Immunochemical stains for DAPI (blue), vimentin (green), and CD44 (red) for adhered fibroblasts on CNTs and CNTs/SF polymer surfaces for 12 h of incubation to observe the morphology of the cells ((a) CNTs polymer surface; (b) CNTs/SF polymer surface; scale bar: 67 μm for panel (a), 100 μm for panel (b)).

Figure 8

The CD44 protein-protein interaction pathways were performed by String 9.0 Web software. The CD44 can turn on the PI3 K/AKT/mTOR pathway, which is responsible for the proliferation and is required for survival of the majority of cells.

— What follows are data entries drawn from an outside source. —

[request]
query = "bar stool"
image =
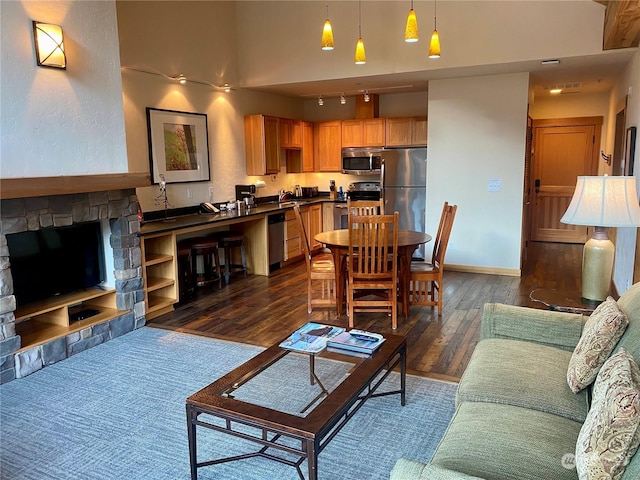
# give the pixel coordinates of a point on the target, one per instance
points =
(186, 277)
(229, 240)
(208, 248)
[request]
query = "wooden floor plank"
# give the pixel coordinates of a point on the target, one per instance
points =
(261, 310)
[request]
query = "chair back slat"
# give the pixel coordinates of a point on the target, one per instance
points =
(365, 207)
(444, 232)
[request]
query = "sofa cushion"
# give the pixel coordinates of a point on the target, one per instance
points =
(405, 468)
(490, 440)
(599, 337)
(611, 433)
(522, 374)
(629, 303)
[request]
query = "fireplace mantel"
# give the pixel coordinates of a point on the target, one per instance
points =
(45, 186)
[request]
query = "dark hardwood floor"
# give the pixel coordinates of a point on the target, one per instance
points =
(262, 310)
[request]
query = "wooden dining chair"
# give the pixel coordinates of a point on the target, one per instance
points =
(320, 267)
(373, 265)
(426, 278)
(365, 207)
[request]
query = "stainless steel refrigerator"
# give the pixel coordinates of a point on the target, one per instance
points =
(404, 188)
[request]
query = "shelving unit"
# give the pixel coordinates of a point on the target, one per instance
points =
(46, 320)
(160, 272)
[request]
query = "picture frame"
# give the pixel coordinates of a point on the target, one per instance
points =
(629, 150)
(178, 146)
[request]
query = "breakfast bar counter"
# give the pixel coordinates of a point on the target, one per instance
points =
(159, 240)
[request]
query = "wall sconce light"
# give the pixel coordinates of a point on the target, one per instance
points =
(49, 45)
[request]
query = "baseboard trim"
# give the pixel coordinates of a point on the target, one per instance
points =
(511, 272)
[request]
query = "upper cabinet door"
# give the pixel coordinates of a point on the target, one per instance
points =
(373, 132)
(406, 131)
(328, 140)
(262, 144)
(352, 133)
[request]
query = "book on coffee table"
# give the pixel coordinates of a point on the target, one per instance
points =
(357, 341)
(311, 338)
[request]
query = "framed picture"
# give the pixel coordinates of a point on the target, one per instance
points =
(178, 146)
(629, 150)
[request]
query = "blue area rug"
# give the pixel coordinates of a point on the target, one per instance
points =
(117, 411)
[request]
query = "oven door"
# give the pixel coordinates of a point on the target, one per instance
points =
(340, 216)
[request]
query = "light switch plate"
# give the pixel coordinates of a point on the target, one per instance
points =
(494, 184)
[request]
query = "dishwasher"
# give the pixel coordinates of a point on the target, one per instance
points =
(276, 240)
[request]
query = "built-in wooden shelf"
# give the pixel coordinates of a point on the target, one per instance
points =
(43, 321)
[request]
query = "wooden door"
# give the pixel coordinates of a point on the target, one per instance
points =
(563, 150)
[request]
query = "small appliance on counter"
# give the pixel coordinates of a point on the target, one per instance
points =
(309, 192)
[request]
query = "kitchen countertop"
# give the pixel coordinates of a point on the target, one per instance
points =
(200, 219)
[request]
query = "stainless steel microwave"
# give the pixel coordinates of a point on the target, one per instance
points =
(361, 161)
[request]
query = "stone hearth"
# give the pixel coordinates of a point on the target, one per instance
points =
(18, 215)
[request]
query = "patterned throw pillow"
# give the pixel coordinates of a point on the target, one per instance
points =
(610, 434)
(599, 337)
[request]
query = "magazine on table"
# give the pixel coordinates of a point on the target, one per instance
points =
(311, 338)
(357, 341)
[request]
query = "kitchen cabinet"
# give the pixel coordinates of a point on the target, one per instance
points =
(262, 144)
(159, 273)
(328, 143)
(290, 133)
(302, 159)
(406, 131)
(368, 132)
(308, 157)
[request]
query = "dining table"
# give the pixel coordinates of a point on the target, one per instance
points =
(338, 242)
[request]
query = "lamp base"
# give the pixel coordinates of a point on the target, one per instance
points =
(597, 266)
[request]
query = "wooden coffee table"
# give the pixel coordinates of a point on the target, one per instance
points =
(227, 405)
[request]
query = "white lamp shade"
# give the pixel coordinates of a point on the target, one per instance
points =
(604, 202)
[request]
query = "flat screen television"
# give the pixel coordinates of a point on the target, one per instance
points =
(55, 261)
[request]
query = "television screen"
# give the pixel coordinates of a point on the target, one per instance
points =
(55, 261)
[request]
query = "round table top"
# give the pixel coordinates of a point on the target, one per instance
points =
(340, 238)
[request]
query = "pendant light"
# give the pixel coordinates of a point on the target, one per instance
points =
(327, 34)
(411, 30)
(434, 46)
(360, 56)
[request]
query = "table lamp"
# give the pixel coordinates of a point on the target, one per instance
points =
(601, 202)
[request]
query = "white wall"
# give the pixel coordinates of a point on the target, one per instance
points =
(627, 258)
(61, 122)
(477, 130)
(473, 33)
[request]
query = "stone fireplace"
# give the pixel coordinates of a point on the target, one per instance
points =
(120, 208)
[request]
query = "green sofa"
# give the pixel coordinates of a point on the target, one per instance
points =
(516, 417)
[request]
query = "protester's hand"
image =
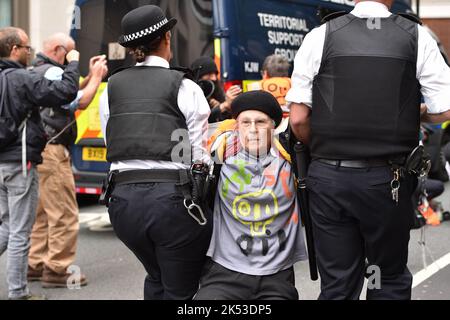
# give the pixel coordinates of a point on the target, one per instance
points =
(73, 55)
(213, 103)
(99, 69)
(232, 93)
(94, 60)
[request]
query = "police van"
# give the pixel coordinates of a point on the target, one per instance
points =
(239, 33)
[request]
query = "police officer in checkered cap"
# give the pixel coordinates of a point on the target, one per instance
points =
(155, 121)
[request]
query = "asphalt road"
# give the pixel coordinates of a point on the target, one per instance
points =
(115, 274)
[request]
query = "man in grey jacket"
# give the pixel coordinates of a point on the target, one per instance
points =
(24, 93)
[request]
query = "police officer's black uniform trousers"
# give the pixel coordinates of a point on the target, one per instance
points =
(354, 218)
(151, 220)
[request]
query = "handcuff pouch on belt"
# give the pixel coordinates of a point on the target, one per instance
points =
(107, 189)
(195, 186)
(418, 162)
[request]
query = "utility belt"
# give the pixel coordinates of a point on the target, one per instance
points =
(195, 184)
(417, 164)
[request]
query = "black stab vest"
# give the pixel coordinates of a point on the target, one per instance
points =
(144, 113)
(366, 96)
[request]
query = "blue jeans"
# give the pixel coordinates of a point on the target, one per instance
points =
(18, 202)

As expected, the CNTs/SF polymer surface caused larger frequency shifts than the CNTs polymer surface. Indeed, the presence of SF on the surface supported in vitro cell adhesion, and SF participates importantly in cell proliferation [39]. In this study, the results were mutually consistent when using the BrdU cell proliferation assay and QCM techniques which were utilized to investigate the adhesions of fibroblasts to polymer surfaces that coated the electrodes. However, these methods are limited to the quantitative analysis of cell amount. Proteomic analysis provides a means for the large-scale characterization of the differential expression of proteins from cells on modified surfaces. The mass spectrometry-based proteomics approach has many advantages, especially in identification of related proteins. Experimental results indicate that the CNTs/SF polymer surface may be able to activate several cell-material interaction pathways and promote cell adhesion. Consequently, previous unfamiliar proteins can be found and the interaction of cell-material may be established. The proteomic scheme was adopted to identify proteins with differential expression, which participate importantly in the adhesion of cells to material surfaces.

4. Conclusions

In this study, a biopolymer surface was formatted with SF. According to the results concerning fibroblasts that were stained with DAPI/vimentin/CD44, BrdU cell proliferation assay, and the frequency shifts that were determined using QCM, the numbers and mass of fibroblasts that adhered to the CNTs/SF polymer surface of electrodes were significantly higher than those of fibroblasts on other surfaces. The SF modified surface has been confirmed and improved the cell adhesion. To evaluate the responses of cellular proteins induced by SF-modified surfaces, mass spectrometry-based proteomics is adopted to analyze complex proteins of cell lysate and to profile proteins based on their associated cell-surface interactions. By utilizing proteomic approaches, it is indicated that the SF modified surface induces fibroblasts to express CD44 as an interactive protein between cell and material surface to enhance cell adhesion. Although the pathways of the interactions between CD44 and SF were unclear, the cell adhesion affected by CD44 was established. In summary, the functional groups of biomaterials may induce the secretion of proteins from cells. This study proposed a new approach for the detection of proteins to assess the response of fibroblasts to a material surface. Knowing the responses of cellular proteins induced by biomaterials may assist the development of applications in the immediate future.